Chris Twogood is one industry veteran who has his eyes on where the industry is headed.
Posted Oct 21, 2004
A sure sign of a maturing technology is when people begin drafting its next generation. Chris Twogood is one industry veteran who has his eyes on where the industry is headed.
Twogood, director of analytical applications and business intelligence at Teradata, mapped out his view of the next incarnation of CRM during his presentation at Teradata's user conference. Rather than managing all customer relationships, he says, companies should be optimizing each one--hence his introduction of yet another concept for the industry to absorb: Customer Relationship Optimization (CRO).
In fact, Twogood says, even the "C" and "R" parts of the acronym remain misleading. "Customers don't want 'relationships,'" he says. "They just want to be treated as humans." Nevertheless, he places CRO a step above CRM on the industry's evolutionary chain.
Twogood frames the progression toward CRO in terms of how companies reach out to their respective audiences.
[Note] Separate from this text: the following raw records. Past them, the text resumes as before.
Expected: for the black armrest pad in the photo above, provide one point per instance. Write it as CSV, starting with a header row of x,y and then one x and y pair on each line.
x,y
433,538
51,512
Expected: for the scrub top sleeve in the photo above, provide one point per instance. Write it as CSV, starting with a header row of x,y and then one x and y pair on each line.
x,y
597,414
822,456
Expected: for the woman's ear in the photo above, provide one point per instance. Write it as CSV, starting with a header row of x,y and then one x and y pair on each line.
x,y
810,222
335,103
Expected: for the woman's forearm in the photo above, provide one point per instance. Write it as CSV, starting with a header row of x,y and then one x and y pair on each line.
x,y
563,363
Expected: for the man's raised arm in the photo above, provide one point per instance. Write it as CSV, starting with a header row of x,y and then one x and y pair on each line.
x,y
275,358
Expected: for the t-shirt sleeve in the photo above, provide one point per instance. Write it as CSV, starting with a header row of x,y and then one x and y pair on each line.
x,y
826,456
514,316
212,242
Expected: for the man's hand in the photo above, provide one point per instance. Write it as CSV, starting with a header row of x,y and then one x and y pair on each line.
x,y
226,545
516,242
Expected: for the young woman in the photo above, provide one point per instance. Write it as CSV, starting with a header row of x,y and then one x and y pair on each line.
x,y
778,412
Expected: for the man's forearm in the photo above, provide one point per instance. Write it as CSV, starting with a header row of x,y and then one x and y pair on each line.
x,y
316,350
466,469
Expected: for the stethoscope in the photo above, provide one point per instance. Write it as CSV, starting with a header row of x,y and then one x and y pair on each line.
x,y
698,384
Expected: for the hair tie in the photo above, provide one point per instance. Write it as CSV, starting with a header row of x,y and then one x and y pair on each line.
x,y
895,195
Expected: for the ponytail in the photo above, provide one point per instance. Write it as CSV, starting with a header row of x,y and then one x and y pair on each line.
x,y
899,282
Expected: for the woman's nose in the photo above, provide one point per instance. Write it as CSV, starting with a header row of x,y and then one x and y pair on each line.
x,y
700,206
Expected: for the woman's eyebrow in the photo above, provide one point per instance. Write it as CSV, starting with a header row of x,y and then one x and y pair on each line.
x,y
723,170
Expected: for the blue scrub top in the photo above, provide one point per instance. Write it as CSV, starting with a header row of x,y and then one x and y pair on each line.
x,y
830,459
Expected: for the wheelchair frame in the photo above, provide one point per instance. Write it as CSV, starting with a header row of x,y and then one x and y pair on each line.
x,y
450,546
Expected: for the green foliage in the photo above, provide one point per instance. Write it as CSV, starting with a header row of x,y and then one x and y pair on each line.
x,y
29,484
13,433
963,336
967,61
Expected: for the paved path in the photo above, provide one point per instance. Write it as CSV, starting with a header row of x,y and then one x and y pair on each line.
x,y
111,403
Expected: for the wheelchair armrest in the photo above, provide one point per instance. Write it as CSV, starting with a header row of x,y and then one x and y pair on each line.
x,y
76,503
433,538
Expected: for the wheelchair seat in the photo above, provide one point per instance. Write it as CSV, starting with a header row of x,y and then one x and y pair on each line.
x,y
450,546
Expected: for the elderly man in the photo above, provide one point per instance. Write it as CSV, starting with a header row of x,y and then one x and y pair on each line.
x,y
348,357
His chain of development proceeds from undifferentiated communication (mass marketing) to the increasingly differentiated marketing: segmentation followed by target marketing followed by event-based marketing, and, finally, to an interactive dialogue with individual customers.
The idea of one-to-one marketing is hardly new, but Twogood says the emphasis typically has been placed on perfecting the company's activities, rather than the customer's experience. Where CRM has traditionally focused on customer acquisition and the initial sale, CRO raises the bar, to focus on maximizing the value of each existing customer. True economic value, Twogood says, can only be achieved as each customer's experiences improve.
Twogood's concept of CRO is relevance linked to personalization. By moving from CRM to CRO organizations can continue to improve marketing relevance, product awareness, and sales--all traditional CRM goals. But CRO really begins to show its value by improving customer wallet share, customer satisfaction, and customer retention. At the same time, companies can reduce the cost of customer acquisition and support (especially among the lowest-value customers), minimize knowledge gaps about customer needs, and help eliminate inefficiency for customers and employees.
CRO depends entirely on customer loyalty--a company can hardly optimize a relationship with a customer who doesn't come back--and takes into account what Twogood calls the three main buying emotions sought by customers:
acknowledgement that their patronage is valued, and that their identity is recognized;
respect for their time, for their privacy, for their previous requests; and
trust that the company will endeavor to solve any problem.
That loyalty will only derive from a dynamic environment that integrates "multichannel, event-based, optimized, customer-relevant dialogue and relationships"--an environment that depends entirely on the availability of accurate and timely data across the enterprise. Twogood says, "You need a foundation that lets you do all this consistently across the organization."